New defense budget bill foresees US-Israel counter-drone cooperation
Benjamin Netanyahu, prime minister of Israel, shows a piece of an allegedly Iranian drone shot down by the Israeli Air Force. (MSC/Preiss)
JERUSALEM — For the first time, the National Defense Authorization Act includes a section on U.S.-Israel cooperation in countering unmanned aerial systems, in the fiscal 2019 version.
The cooperation will identify “capability gaps” of the U.S. and Israel in countering UAVs and seek out projects to address those gaps to strengthen U.S. and Israeli security. The new cooperation envisions funding for research and development efforts and identifying costs that foresee close cooperation modeled on previous successful programs that Israel and the U.S. have collaborated on, including missile defense and
anti-tunneling initiatives.
Israel and the U.S. have been at the forefront of air defense cooperation for decades. U.S. Reps. Charlie Crist and Mike Johnson introduced in February a bill titled “United States-Israel Joint Drone Detection Cooperation Act.” Parts of the bill were included in the NDAA passed in both houses of Congress in July.

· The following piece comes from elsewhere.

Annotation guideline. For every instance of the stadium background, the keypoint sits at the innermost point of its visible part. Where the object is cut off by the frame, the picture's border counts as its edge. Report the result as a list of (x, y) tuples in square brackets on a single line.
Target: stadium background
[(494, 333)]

“I am honored to have our bill included in the NDAA and to see it signed into law by President [Donald] Trump. This is an important step not only for our strongest ally in the Middle East but for the United States as well,” Johnson said in July. The president has not yet signed the NDAA into law,
but is expected to shortly.
The initiative foresees “joint research and development to counter unmanned aerial vehicles [which] will serve the national security interests of the United States and Israel.” Included as Section 1272 of the final NDAA presented to the president on Aug. 3, the cooperation contains five parts, including identification of the capability gaps that exist, identifying cooperative projects that would address the gaps, assessing the costs of the research and development, and assessing the costs of procuring and fielding the capabilities developed.
Reports on the cooperation will be submitted to the congressional defense committees, the Senate Foreign Relations Committee and the House Foreign Affairs Committee.